3D and Spatiotemporal Interpolation in Object and Surface Formation (Computer Vision) Part 3

Spatiotemporal Interpolation

Despite the fact that perception in the laboratory is often studied with well-controlled, static, 2D images, ordinary perception usually involves diverse, moving, 3D objects. When an object is partially occluded and moves relative to the occluding surface, it is dynamically occluded. In such circumstances, shape information from the dynamically occluded object is discontinuous in both space and time. Regions of the object may become visible at different times and places in the visual field, and some regions may never project to the observer’s eyes at all. Such cases are somewhat analogous to static, 2D occluded images, except that the partner edges on either side of an occluding boundary may appear at different times and be spatially misaligned.

For instance, imagine standing in a park and looking past a grove of trees toward a street in the distance. A car drives down the street from left to right and is visible beyond the grove. The car goes into and out of view as it passes behind the tree trunks and tiny bits and pieces of it twinkle through the gaps in the branches and leaves. You might see a bit of the fender at time 1 in the left visual field, a bit of the passenger door at time 2 in the middle of the visual field, and a bit of the trunk at time 3 in the right visual field. But what you perceive is not a collection of car bits flickering into and out of view. What you perceive is a car, whole and unified. In other words, your visual system naturally takes into account the constantly changing stimulation from a dynamically occluded object, collects it over time, compensates for its lateral displacement, and delivers a coherent percept of a whole object.

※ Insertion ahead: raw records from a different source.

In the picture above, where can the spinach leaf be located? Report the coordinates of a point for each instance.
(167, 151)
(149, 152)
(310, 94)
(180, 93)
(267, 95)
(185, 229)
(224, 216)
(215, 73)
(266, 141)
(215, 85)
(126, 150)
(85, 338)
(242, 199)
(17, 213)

This feat of perception is rather amazing. Given that boundary interpolation for static images declines as a function of spatial misalignment, and given that the pieces of the car became visible at different places throughout the visual field, our perception of a coherent object is quite remarkable. The key is that the spatially misaligned pieces did not appear at the same time, but rather in an orderly temporal progression as the car moved. What unifies the spatial and temporal elements of this equation is, of course, motion. The motion vector of the car allows the visual system to correct for and anticipate the introduction of new shape information.

Palmer, Kellman, and Shipley (2006) considered the requirements for spatiotemporal object formation. One important requirement is persistence: In order to be connected with fragments not yet visible, a momentarily viewed fragment must be represented after it becomes occluded. (See Figure 10.11 at time t0.) A second requirement is position updating. Not only must a previously viewed, moving fragment continue to be represented, its spatial position must be updated over time, in accordance with its previously observed velocity (Figure 10.11 at time t1). Finally, previously viewed and currently viewed fragments are both utilized by processes of contour and surface interpolation, which connect regions across spatial gaps (Figure 10.11 at t2). When new fragments of the object come into view, they are integrated with the persisting, position-updated fragments via contour and surface interpolation processes that have previously been identified for static objects. As a result of persistence and updating processes, whether contours are interpolated is constrained by the same geometric relations of contour relatability (Kellman and Shipley, 1991; Kellman, Garrigan, and Shipley, 2005) that determine unit formation in static arrays.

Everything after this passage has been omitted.